Security imperatives outweigh imported norms

By Ehud Eiran, July 1, 2013

This debate about the initiative to establish a WMD-free zone in the Middle East is, it seems to me, characterized by two competing outlooks. According to one, weapons of mass destruction are a realm unto themselves, independent of broader regional security issues, and WMDs can be governed by norms and effective institutions. This approach is not something that I have espoused in this discussion, but it does represent a world in which I would prefer to live.

According to the other perspective, weapons of mass destruction are an extension of the region's broader political cleavages—cleavages that have an inescapable violent dimension. The development, deployment, and use of WMDs are driven by material interests and security concerns. Sadly, this is the world in which we live. Or at least it's the Middle East that actually exists.
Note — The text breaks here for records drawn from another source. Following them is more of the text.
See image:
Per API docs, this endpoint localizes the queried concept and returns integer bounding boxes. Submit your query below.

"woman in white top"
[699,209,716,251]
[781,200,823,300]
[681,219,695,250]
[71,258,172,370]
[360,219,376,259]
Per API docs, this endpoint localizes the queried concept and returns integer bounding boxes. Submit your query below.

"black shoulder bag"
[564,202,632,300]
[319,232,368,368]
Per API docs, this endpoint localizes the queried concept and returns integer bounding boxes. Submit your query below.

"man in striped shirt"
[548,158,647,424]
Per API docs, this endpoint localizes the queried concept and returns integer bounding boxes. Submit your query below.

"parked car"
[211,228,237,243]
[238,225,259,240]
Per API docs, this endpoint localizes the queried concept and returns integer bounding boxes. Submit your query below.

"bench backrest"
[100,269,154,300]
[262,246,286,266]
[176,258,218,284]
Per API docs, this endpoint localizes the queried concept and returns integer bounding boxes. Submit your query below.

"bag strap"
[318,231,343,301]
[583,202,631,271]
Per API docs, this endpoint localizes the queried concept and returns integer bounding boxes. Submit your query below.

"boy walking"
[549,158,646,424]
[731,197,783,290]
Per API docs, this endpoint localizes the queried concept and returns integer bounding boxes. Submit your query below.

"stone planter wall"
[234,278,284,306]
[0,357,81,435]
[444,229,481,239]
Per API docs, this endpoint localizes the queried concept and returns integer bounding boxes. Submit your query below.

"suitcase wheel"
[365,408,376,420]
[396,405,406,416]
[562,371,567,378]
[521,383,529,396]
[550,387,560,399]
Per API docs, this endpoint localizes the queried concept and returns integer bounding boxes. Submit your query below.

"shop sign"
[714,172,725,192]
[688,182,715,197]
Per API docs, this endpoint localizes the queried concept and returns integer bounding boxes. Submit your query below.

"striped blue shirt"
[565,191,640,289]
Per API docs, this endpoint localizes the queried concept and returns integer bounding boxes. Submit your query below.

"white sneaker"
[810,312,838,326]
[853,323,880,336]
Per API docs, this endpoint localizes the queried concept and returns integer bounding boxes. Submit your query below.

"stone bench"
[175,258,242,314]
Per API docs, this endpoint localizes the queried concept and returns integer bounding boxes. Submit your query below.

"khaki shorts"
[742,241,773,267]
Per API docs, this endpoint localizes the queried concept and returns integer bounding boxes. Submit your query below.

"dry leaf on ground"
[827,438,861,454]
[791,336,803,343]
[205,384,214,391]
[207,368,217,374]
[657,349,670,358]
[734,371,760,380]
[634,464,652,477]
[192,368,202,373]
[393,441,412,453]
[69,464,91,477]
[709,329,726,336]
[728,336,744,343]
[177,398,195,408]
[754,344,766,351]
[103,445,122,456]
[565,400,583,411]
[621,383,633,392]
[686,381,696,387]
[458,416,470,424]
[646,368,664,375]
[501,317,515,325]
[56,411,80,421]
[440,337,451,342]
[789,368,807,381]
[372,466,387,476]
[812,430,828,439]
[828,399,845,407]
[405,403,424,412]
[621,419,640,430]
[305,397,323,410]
Three countries in the region have now used chemical weapons against civilians or are strongly suspected of having done so—Iraq and Syria against their own people, and Egypt during the North Yemen Civil War. Another nation, Iran, is under heavy UN sanctions that relate to its nuclear programs. In each of these instances, international norms have failed to override national perceptions of security interests. This suggests that imported norms will not eradicate weapons of mass destruction from the Middle East. Rather, the incentive structure that governs state decisions must be altered. Israel in particular finds its security environment threatening, and this is why it has not chosen so far to join a norm-based security arrangement regarding WMD.

From the Israeli perspective, the WMD-free-zone initiative can seem to spring not from a genuine desire to create a better future for all concerned, but from something nearer the opposite: the desire to erect a set of constraints that will prevent Israel from defending itself. Very few parties in the region have condemned the Syrian regime for using chemical weapons against its own citizens, or condemned Iran for its calls that Israel be destroyed. Abolishing WMDs can seem merely a cover for a political agenda that threatens Israel.

But this is not to say that Israel rejects outright the idea of banning weapons of mass destruction from the region. Indeed, as Martin Malin has noted, Israel is open to discussing arms control, though the process "can only begin after political relationships in the region improve." Israel was always frank about its perspective toward organizing a 2012 conference on WMD, but made no wholesale effort to postpone it. For example, the head of Israel's atomic energy commission made a statement in September 2012 at the general conference of the International Atomic Energy Agency that was critical of the planned meeting. But I understand from an individual connected to the process that the next day a senior Israeli official communicated to process facilitator Jaakko Laajava that the speech should not be understood to mean that Israel would not attend the conference.

I am no blind believer—not in realism and not in Israel's current policies. And I concur to some extent with my colleague Mansour Salsabili's arguments that, in effect, no state is an island and that joint mechanisms can help achieve security. I even concur to some extent that security is tied to states' notions about their own identity. But I am simply not convinced that Israel's identity and its realist outlook are the sole reasons for the failure of regional arms control efforts. I would add that, before Iran's revolution, Israel demonstrated its trust in joint security efforts by maintaining close relations with Tehran. But this alliance collapsed when Tehran—not Jerusalem—underwent a radical change in political and ideological identity.